Izaskun Kortazar grew up in Sondika, Bizkaia, in the heart of Basque Country. She teaches a weekly Basque language class at the Boise Basque Museum, Spanish at Boise State University and coordinates all Basque teachers in the United States for the North American Basque Organization.
But Kortazar still recalls children's Christmas traditions such as placing shoes at the door, waiting for Olentzero to come and fill them with presents and candy.
Situated in northern Spain, Sondika's four-thousand-member community celebrates a more spread-out holiday season, starting on Christmas Eve and ending with Three Kings Day on Jan. 6.
Olentzero is usually depicted as an old, kind coal miner who spends his free time making toys for children, Kortazar said.
"But everywhere is different," she added. Some traditions call for a large bonfire on Christmas Eve. Town members would take the charred, remaining logs and make their pets jump over the wood. Then the logs would be burned in each house's fireplace. This ensured both the family's and animals' continual health throughout the coming year.

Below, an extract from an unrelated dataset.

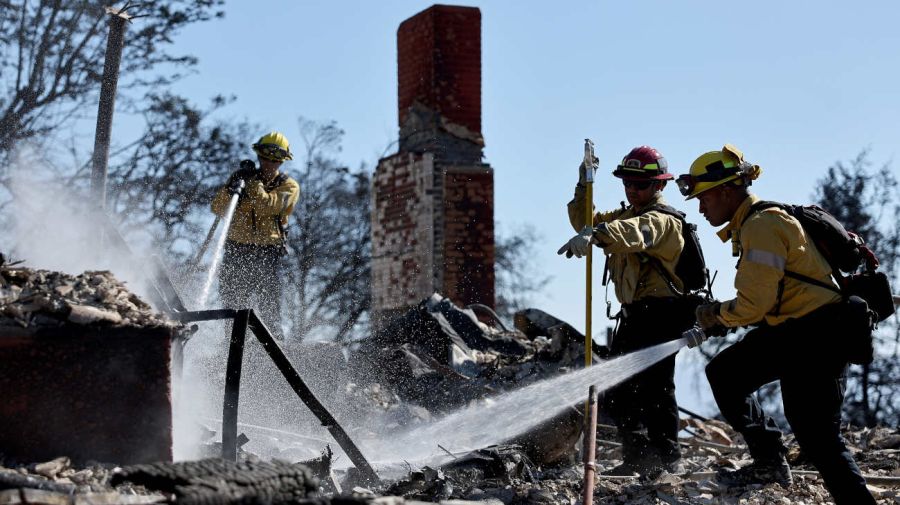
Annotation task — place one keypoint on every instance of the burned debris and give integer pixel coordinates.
(86, 369)
(33, 300)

The symbolism also represents Olentzero, she said.
A Christmas Eve mass is held at night and a Christmas Day mass is held the next morning.
The typical Basque Christmas dinner is held late at night and usually consists of many courses.

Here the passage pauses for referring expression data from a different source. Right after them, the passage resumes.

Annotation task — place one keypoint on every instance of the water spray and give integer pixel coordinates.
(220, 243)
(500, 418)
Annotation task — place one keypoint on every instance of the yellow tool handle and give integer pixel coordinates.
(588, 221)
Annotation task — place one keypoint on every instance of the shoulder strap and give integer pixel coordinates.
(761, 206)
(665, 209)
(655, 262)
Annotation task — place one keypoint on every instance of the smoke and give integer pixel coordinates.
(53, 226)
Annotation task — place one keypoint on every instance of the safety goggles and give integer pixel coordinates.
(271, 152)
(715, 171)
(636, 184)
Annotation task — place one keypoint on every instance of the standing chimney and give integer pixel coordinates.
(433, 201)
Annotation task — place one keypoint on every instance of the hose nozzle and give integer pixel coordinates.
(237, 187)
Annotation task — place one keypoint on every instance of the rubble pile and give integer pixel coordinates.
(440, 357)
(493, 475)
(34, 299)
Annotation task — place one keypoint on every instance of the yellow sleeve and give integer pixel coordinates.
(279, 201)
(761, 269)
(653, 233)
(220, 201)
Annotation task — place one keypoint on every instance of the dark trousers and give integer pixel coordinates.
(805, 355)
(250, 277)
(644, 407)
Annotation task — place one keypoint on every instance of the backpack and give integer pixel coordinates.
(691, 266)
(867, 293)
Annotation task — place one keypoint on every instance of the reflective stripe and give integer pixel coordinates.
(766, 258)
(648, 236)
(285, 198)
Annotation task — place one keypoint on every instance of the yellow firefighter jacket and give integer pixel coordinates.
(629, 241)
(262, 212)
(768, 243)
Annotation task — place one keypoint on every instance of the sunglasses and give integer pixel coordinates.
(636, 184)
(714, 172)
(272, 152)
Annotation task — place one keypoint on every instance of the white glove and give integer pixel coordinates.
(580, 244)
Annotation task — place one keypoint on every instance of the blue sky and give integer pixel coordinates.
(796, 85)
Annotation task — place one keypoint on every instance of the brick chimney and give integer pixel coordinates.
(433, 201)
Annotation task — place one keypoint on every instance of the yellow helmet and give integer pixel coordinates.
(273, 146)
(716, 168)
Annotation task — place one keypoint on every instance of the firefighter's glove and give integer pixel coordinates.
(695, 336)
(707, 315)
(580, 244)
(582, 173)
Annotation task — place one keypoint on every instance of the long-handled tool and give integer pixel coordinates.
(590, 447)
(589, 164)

"It's a huge, huge dinner," said Kortazar. "We spend 10 minutes with presents and three hours eating."
Dishes include "tripecallos," tripe in a red pepper sauce, ham similar to prosciutto, lamb and many different kinds of fish. Another popular feature is "txipirones en su tinta" — squid cooked in an onion sauce with its own ink. In some areas the entire family collaborates to make the seafood dish.
But Christmas meals wouldn't be complete without the plethora of desserts — turron, a type of honey-and-almond nougat that can be chocolate, soft or hard, walnut pudding, and "polvoron," various cakes and cookies.
The focus of Christmas in Idaho is different from Sondika's, Kortazar noted. Basque celebrations revolve more around family and food, she said. "It's much more about presents here."
New Year's Eve is much the same as Christmas. For Christmas, families gather for another feast. At midnight, people eat 12 grapes for every strike of the hour. Grapes in Sondika are usually not seedless, making the tradition a difficult feat.
There are too many seeds at once, Kortazar said. "I can't do it."
At the same time, children carry water from the town's fountains and bring it to people's houses across towns. Community members accept the water from the children and drink it, symbolizing a new year of health and wellness.
And even bigger than Christmas or New Year's in Basque Country is Three Kings Day. According to biblical account, the three magi Caspar, Melchior and Balthasar saw a bright star in the sky the night Jesus Christ was born. They followed the star until they reached Bethlehem and gave the newborn gold, frankincense and myrrh. Their journey took 12 days, which is why Three Kings Day falls on the twelfth day after Christmas.
Small gifts are often exchanged during this time. In Sondika, the local airport often gives plane rides to the children who receive their presents upon landing. Gifts are also distributed at local churches, following mass.
But whether a gift-making coal miner, a charred lump of wood or a free plane ride — the spirit of community and goodwill remains constant.
"Eguberri on" = Merry Christmas
"Urte Berri on" = Happy New Year
"Kaixo" = Hello
"Ongui-etorri" = Welcome
Did you know?
• Linguists cannot connect Euskara to any known language.
• Some historians believe the Basques to be Europe's most ancient inhabitants, having lived in Basque country since the beginnings of recorded time.
• Boise has the highest concentration of Basques in the United States and is home to the only full-immersion Basque preschool outside of Basque Country.